Today it was a serious tourist assault on Cartagena. First stop was tourist information
to find out about the “Cartagena Card” we had read about yesterday.
Surprisingly tourist information don’t sell them we had to go elsewhere. So
after a short walk (back the way we had come) we found the place to buy the “Cartagena card”.
The card gives us cheap access to the historic sites in Cartagena. So off we went on a mission.
A Brief History of Cartagena – Founded in
229 BC. The Romans conquered it in 209BC. After a period of being ransacked by
the Goths and recovered by the Byzantines it was conquered by the Arabs in
1245AD plus lots of other things!
Casa de La Fortune (The house of fortune) –
This is the remains of a roman house built in 1 BC. The remains are under another
building. There is a mosaic floor and the remains of the street
Muralla Punica (The Punic Wall) – The wall was
built in the latter stages of 3 BC. It was built to defend the city. It had
living accommodation built in the walls. The remains of the walls were found
when someone wanted to build a car park. An archeological survey was done to
look for remains of the hermitage. They found the burial area of the Hermitage
and the Punic wall. The Hermitage dates back to 16th to 19th
centuries. We think any builders in Cartagena
must dread seeing happy faces of archeologists – the car park never was
Decumano – A Roman street
excavated that was built in 1 AD and changed again in 4-5 AD. Once again modern
building had been built above the remains – the only “intrusion”

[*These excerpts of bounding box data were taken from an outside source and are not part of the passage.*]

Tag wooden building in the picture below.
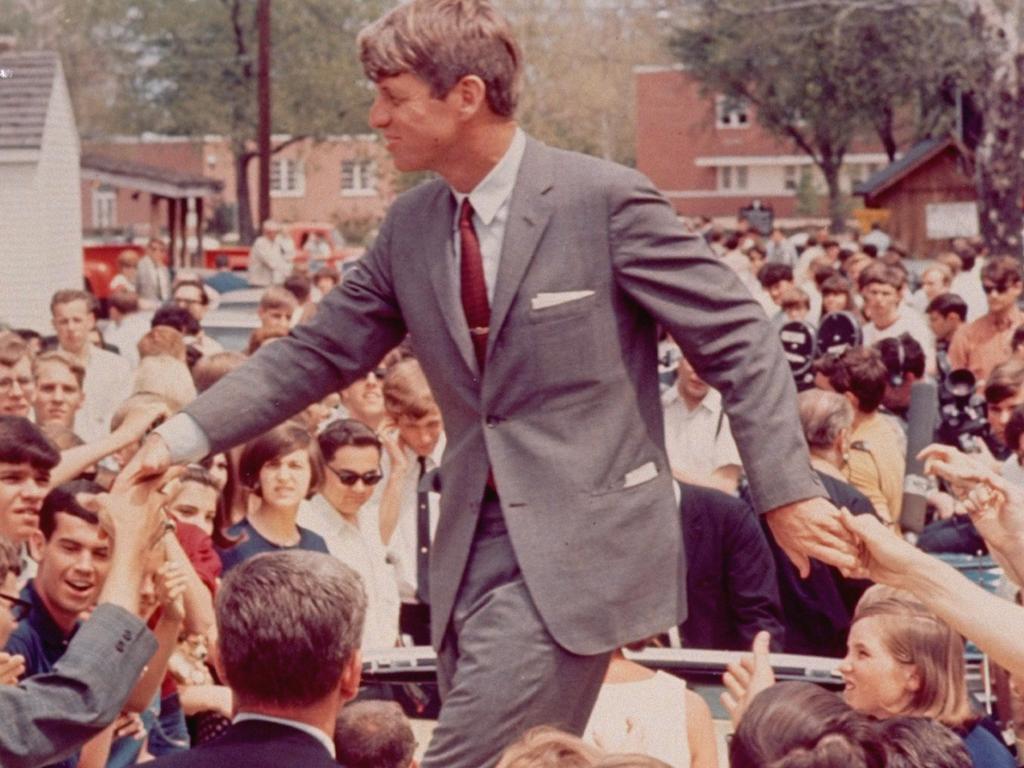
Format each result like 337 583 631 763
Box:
854 136 979 258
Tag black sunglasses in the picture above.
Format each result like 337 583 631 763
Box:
0 592 32 622
328 467 384 485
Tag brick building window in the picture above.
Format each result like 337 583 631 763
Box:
270 158 306 198
718 165 750 191
715 96 751 128
341 160 377 195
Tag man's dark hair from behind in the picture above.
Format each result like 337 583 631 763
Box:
39 479 103 540
926 293 967 322
316 419 381 462
874 334 925 379
334 701 416 768
758 262 793 289
216 550 367 708
150 304 200 336
0 416 60 472
827 347 889 414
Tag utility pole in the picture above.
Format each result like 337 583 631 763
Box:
256 0 270 229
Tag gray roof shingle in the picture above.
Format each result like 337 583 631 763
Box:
0 51 57 150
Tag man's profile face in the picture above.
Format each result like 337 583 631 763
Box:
34 360 84 429
256 307 292 334
987 387 1024 442
861 283 900 323
981 279 1021 312
0 354 36 416
0 462 50 544
53 299 96 354
340 369 384 424
395 407 444 456
928 312 959 341
370 72 459 171
34 512 113 625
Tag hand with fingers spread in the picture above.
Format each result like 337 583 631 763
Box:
842 510 931 588
765 498 857 579
721 631 775 728
0 651 25 685
963 475 1024 552
918 442 997 489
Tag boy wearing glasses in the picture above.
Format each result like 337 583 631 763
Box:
949 256 1024 390
298 419 400 649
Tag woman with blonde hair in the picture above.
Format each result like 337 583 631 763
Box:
839 585 1016 768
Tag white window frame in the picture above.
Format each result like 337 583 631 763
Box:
715 95 751 128
270 158 306 198
341 158 378 198
92 184 118 229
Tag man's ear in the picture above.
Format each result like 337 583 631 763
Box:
449 75 487 118
338 648 362 702
28 529 46 562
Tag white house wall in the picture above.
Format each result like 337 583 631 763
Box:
0 66 82 331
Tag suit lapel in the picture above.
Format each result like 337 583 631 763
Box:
485 138 553 356
421 186 479 375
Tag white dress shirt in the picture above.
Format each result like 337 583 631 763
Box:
662 387 741 477
296 494 398 650
387 432 444 603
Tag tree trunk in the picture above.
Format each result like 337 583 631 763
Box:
971 7 1024 259
818 162 846 234
233 146 256 246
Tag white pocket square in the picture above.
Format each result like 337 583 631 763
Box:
623 462 657 488
529 291 594 309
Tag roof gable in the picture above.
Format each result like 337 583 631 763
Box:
0 51 58 150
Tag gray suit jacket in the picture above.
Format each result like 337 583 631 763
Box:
186 140 823 653
0 604 157 768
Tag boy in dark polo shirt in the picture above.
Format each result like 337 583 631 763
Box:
4 480 113 768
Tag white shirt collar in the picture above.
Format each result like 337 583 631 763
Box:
231 712 338 758
452 127 526 226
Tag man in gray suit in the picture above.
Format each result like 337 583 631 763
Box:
133 0 853 768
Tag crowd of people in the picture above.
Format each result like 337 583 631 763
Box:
9 0 1024 768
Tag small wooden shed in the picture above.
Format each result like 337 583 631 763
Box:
854 136 978 257
0 51 83 331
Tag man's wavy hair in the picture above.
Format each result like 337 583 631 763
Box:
358 0 522 117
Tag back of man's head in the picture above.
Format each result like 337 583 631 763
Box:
0 416 60 472
216 550 367 710
827 347 889 414
383 357 437 419
334 701 416 768
39 480 103 541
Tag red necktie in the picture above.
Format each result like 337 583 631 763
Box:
459 198 490 373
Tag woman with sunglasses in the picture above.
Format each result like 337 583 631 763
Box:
298 419 398 649
217 422 328 573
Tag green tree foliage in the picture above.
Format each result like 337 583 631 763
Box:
673 0 952 229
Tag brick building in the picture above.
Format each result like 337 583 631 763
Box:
635 66 889 224
82 134 395 243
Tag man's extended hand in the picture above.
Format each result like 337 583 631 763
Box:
765 498 857 579
118 434 171 482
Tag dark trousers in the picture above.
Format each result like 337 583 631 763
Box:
422 490 610 768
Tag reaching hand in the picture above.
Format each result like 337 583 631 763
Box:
842 510 929 587
118 434 171 481
964 475 1024 551
0 651 25 685
765 498 857 579
918 442 995 488
721 630 775 728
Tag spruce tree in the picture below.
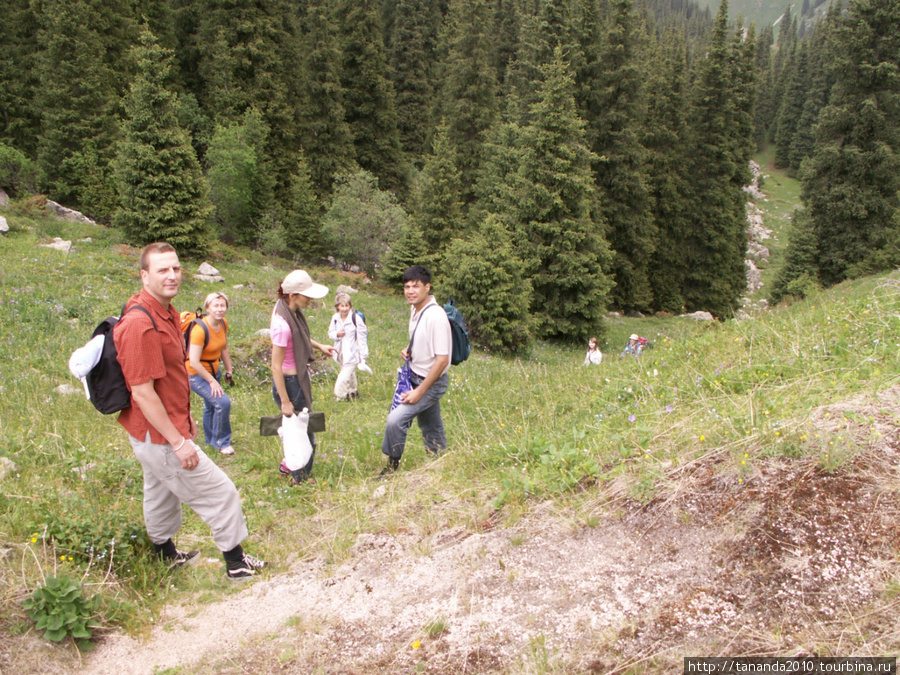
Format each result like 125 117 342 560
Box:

was the matt black pillars supporting the building above.
Augusteun – A public
building renowned for its decorative wealth. A place where priests rendered
homage to the emperor Augustan.
Civil War Air Raid Shelter and Museum – A man-made
tunnel in a hill used when Spain
was in a civil war from 1936 for 3 years.
Military Museum – We saw a
series of rooms full of cannons from the 16th century to modern day.
Then we had the room full of artillery for the aforementioned cannons. Then personal
equipment, uniforms, radars, a room full of engines (not quite sure of the military
connection apart from being painted camouflage), a room full of optical
targeting equipment and more. Have you got the idea yet - this place is huge.
We walked really fast and it still took over an hour. Oh and there is a room
full of military models (it even won the Guinness book of records for the
largest military model collection). I don’t think we gave it justice but
it wasn’t quite our thing anyway.
This evening we collapsed back on board.
Decumano – Roman
street excavated. The black pillars hold the new
building built above it.
The remains of the Muralla Punica (The Punic Wall). No car
The crypt of the Hermitage
Everywhere in the city excavations have been done and
remains are evident and incorporated into the modern city
The archeologist have a life’s time work in Cartagena – this picture
was taken in the centre of the town.